A new VLF transmitter called Jupiter was installed at Siple Station, Antarctica (L ∼4.3) in 1979. A study has been made of the occurrence properties of magnetospheric signals from the transmitter detected at the conjugate station, Roberval, Canada and in the two‐hop mode at Siple in 1980. The diurnal variation of the signals exhibited the previously noted major activity peak near dawn and a secondary peak near dusk. The former is believed to be due to a corresponding peak in resonant particle fluxes within the outer plasmasphere and the latter to destabilization of energetic particles that locally penetrated the evening bulge of the plasmasphere. The propagation paths followed by the better defined 2–4 kHz Siple signals had equatorial radii in the range 4 <L < 4.75. This region maps at 100 km altitude to a north–south range of approximately ±150 km, centered on the latitude of Siple. The east–west range is believed to have been of comparable size. This concentration of signal paths is attributed to the effects of an injected wave power threshold for fast temporal wave growth in the magnetosphere, combined with spatial variation in ionospheric illumination by the transmitter. Also important was a concentration of operator‐selected transmitter frequencies below 4 kHz, which permitted ducted propagation (i.e., f < ƒ_Heq/2, where ƒ_Heq is the equatorial gyrofrequency) on paths beginning nearly overhead at ∼ 100 km altitude. The data are consistent with the existence of a relatively narrow north–south separation of ∼ 100 km or less between the ionospheric point of wave injection and the field lines of the duct itself.
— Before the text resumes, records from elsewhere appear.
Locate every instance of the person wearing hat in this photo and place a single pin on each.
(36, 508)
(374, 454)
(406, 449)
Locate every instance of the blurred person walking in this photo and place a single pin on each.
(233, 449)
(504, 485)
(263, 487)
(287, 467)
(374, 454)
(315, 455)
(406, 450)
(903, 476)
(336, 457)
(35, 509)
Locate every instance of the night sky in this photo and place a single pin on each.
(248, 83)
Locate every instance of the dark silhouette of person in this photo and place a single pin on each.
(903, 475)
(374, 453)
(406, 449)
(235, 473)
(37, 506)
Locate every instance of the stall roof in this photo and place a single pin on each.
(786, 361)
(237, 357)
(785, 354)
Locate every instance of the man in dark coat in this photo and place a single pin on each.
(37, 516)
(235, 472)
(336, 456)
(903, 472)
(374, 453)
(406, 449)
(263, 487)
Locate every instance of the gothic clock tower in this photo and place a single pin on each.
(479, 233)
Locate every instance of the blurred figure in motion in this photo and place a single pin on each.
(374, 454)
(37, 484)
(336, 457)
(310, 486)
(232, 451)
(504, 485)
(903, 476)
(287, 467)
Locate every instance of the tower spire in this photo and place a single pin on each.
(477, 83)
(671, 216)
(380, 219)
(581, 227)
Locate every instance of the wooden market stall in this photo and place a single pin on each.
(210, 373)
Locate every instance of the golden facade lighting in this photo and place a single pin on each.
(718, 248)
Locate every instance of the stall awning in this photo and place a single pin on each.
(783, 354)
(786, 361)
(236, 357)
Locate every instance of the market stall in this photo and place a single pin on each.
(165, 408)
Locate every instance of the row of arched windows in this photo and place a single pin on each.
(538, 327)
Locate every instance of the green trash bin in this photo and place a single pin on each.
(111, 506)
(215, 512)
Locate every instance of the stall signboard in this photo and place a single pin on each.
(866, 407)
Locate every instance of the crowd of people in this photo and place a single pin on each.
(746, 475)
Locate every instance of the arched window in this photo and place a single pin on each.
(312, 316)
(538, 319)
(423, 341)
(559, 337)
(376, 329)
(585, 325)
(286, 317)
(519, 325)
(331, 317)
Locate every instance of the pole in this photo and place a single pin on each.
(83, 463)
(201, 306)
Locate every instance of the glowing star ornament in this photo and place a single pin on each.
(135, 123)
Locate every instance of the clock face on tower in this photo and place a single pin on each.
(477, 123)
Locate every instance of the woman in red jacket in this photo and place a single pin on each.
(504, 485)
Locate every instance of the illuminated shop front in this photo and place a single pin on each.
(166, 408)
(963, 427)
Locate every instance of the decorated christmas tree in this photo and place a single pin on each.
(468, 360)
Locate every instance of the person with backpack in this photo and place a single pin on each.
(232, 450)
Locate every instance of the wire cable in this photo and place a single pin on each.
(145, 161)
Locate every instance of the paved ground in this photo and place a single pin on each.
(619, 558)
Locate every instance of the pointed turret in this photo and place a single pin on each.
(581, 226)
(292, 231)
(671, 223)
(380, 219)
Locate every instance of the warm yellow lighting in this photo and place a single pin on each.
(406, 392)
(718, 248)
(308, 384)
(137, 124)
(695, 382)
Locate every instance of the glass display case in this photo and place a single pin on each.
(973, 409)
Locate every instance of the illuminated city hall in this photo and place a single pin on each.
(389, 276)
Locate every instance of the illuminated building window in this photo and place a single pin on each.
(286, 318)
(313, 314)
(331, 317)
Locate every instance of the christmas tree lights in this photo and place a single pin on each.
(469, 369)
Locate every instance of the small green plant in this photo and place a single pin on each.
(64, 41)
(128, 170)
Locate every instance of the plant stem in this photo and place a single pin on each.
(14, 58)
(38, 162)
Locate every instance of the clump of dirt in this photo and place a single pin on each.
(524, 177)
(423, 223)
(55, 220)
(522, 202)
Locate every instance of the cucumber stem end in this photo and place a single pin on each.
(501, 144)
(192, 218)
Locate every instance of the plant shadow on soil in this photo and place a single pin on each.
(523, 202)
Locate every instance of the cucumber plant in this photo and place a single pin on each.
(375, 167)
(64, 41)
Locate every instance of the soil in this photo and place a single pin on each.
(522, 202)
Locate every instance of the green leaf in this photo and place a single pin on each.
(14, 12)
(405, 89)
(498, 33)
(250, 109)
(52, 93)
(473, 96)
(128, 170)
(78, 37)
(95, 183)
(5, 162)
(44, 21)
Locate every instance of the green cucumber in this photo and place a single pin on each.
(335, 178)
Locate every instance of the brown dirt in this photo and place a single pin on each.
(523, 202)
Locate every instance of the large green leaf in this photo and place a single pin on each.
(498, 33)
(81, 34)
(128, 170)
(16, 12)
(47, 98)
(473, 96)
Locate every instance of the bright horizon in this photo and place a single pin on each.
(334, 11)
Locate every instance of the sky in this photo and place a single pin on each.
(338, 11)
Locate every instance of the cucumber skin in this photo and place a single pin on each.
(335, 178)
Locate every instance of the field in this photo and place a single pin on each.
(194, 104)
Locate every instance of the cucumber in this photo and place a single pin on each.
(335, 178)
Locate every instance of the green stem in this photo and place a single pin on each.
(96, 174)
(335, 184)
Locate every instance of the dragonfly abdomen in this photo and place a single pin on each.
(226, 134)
The Siple transmitter has been able to induce magnetospheric wave growth and triggered emissions over the range 0.2 < ƒ/ƒ_Heq < 0.5. These results differ from the reported concentration at ƒ/ƒ_Heq ∼0.5 of discrete emission triggering by whistlers and by certain VLF transmitters. Enhanced Siple signal activity at ground stations has resulted from increases in transmitter power, a notable change from 1978 to 1980 being in the 2–3 kHz range, where Jupiter realized its largest (∼10 dB) power advantage over Zeus.